IRS tax audit is intimidating, especially because in most cases, you’re usually unaware of the reason. Being self-employed, it is pretty normal to be audited by the IRS. However, if you do not have the receipts to substantiate the claimed deductions or expenses, the situation can become worse. It is indeed natural to feel anxious in case you are unable to locate the required receipts. But at times as stressful as these, it is important to remain calm.

But, How do I know if I’m being audited? The IRS is going to send you a notice or letter which briefly informs of the audit and provides instructions on how to go ahead with it.

Very frankly, it is often common to lose or somehow misplace receipts over the period of time, particularly if you’re a small business owner, self-employed, or are an individual with a number of transactions throughout the year. So, it is immediately concerning that an IRS tax audit comes with the very burden of proof on you to clear all claimed deductions or expenses.

But, what can you do if you have a hard time finding receipts, or you just came to know that you didn’t own it in the first place? Read ahead and find out your solution now!

What to do if you don’t have receipts?

Are you experiencing a tax audit with missing receipts? It is indeed true that the IRS allows self-employed taxpayers to validate expenses via other means.

The IRS is only going to require evidence of the claimed business deductions that occurred during the audit process. So, have you lost your receipts? Recreate a history of your business expenses which took place during that time. While preparing your income tax returns, if you’re unable to access your receipts, then it is typically advisable to not claim expense deductions on the basis of a “wild guess.”

But, How do you know if the IRS audits you ? The IRS will primarily take initiative to notify taxpayers through written correspondence or by phone, making it necessary to respond promptly and take appropriate actions.
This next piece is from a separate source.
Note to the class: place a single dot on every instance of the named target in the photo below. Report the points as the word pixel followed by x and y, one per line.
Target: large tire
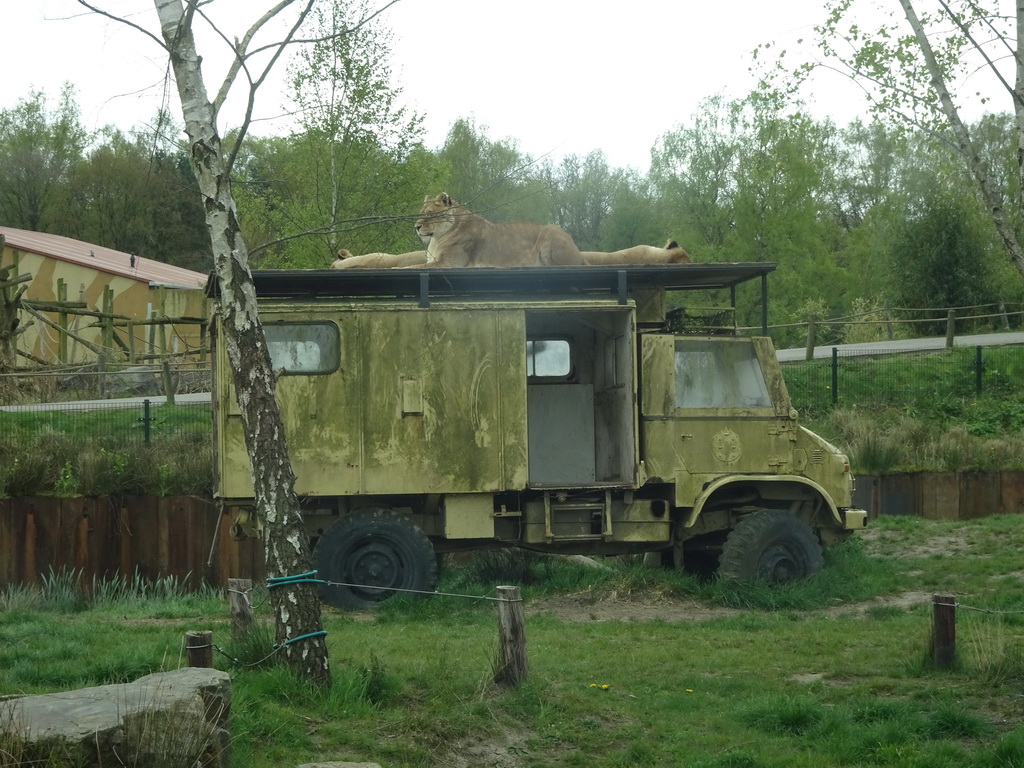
pixel 770 545
pixel 369 554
In cases as dire as these, replying to verifiable records is the best approach to ensure you are in compliance with the rules and regulations presented by the IRS.
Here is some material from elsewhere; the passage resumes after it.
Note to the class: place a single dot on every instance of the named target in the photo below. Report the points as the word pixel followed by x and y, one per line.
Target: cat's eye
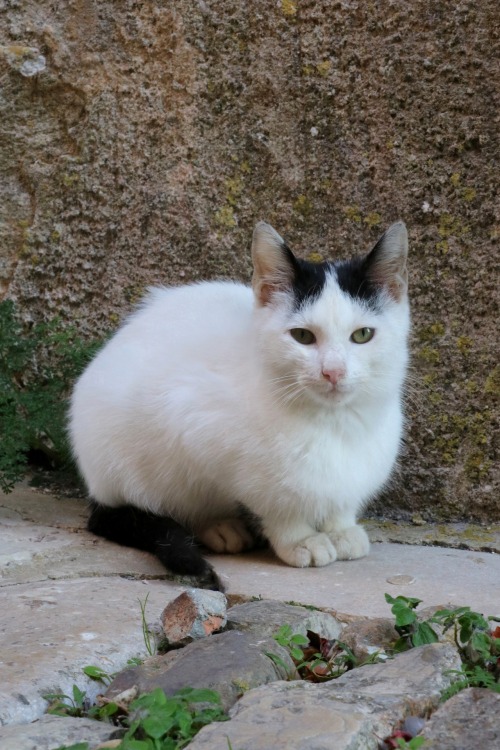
pixel 362 335
pixel 303 336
How does the IRS choose who to audit?

Receiving an audit from IRS is definitely intimidating, requiring careful attention and proper documentation.The IRS can choose who to audit based on a combination of factors the IRS uses in order to determine the tax returns to analyze. Even though the exact criteria and the procedure the IRS follows is really not disclosed, there are a couple factors which may potentially trigger an audit. Some of them include:

  • High-Income Earners

Individuals with higher incomes, especially those who are in the top brackets, are likely to be called in for an IRS Tax audit more than those who are not. This is particularly because higher income levels generally encompass more sophisticated tax situations, with a larger potential for errors or omissions.

  • Unreported Income

You can be called for an IRS Tax audit if your tax returns have any discrepancies or inconsistencies in the reported income, including but not limited to unreported income resulting from investments, or similar sources, causing an unusual hike in red flags and increasing the likelihood of an audit!

  • Deduction Claims

An unusually large deduction claim, especially in contrast to the reported income, can potentially trigger an audit as well. This can potentially include deductions for charitable contributions, business expenses, or several other forms of deductions which rather appear disproportionate to the reported income. Cases like these often bring the IRS home!
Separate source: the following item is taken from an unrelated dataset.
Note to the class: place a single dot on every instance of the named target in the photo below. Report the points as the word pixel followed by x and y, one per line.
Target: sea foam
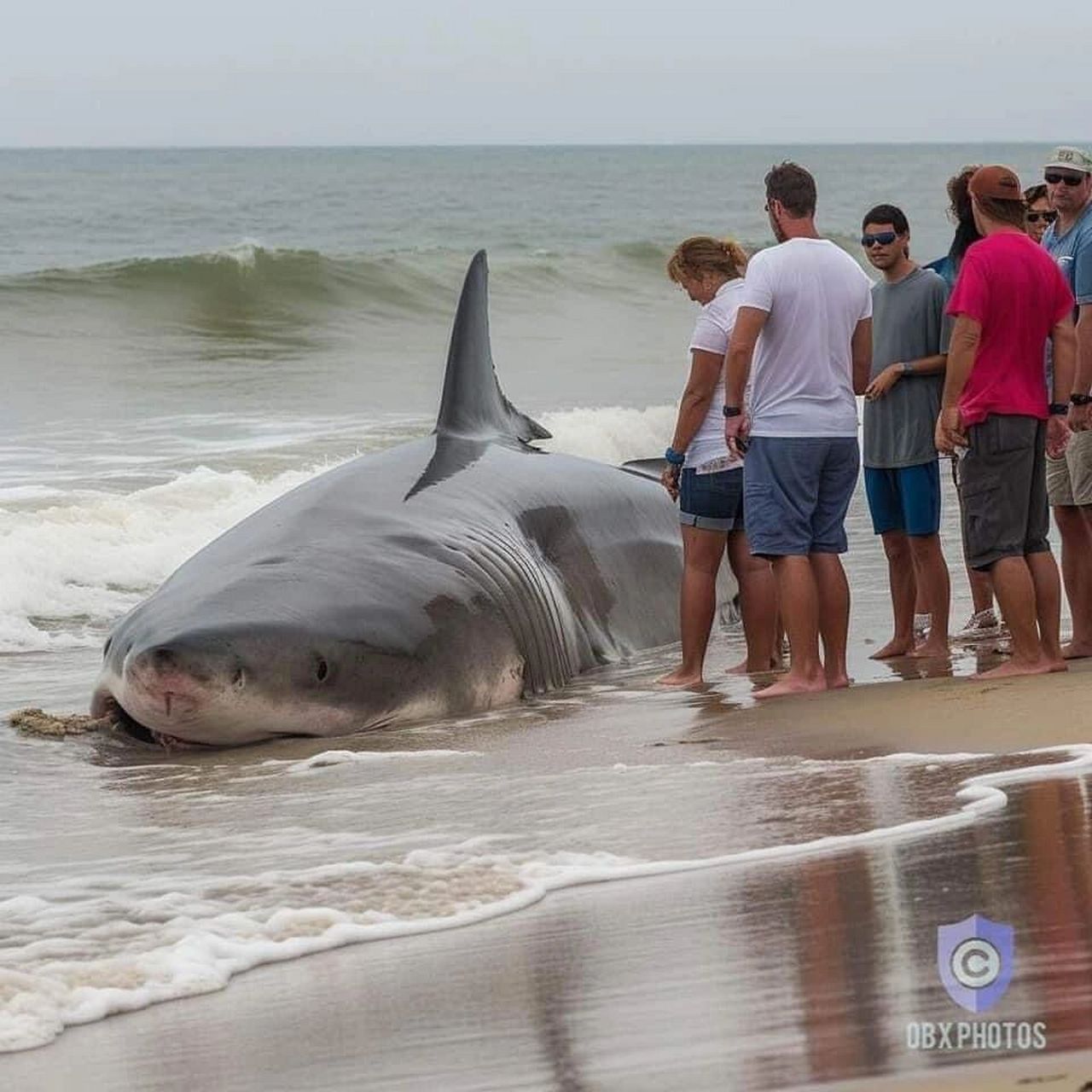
pixel 83 955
  • Previous Audit History

Those who have been previously audited in the past, along with several adjustments made to their returns are more likely to be audited in the future. At least they are in the radar of being called in for an audit.

  • Audits which are Industry-Specific

The IRS has always keeps a close eye on specific industries or professions which have historically somehow been associated with larger on-compliance or tax evasion. It consists of several cash-based businesses and those with a very complicated income structure.

Plus, it is vital to remember that an IRS Tax audit can be random too. It is part of the ongoing efforts to ensure that there is absolute tax compliance, deterring any and every threat of tax evasion. Truly enough, just being selected for an IRS Tax audit does not necessarily mean that you are in trouble!

There are, however, certain red flags the IRS scrutinizes for specific self-employed returns.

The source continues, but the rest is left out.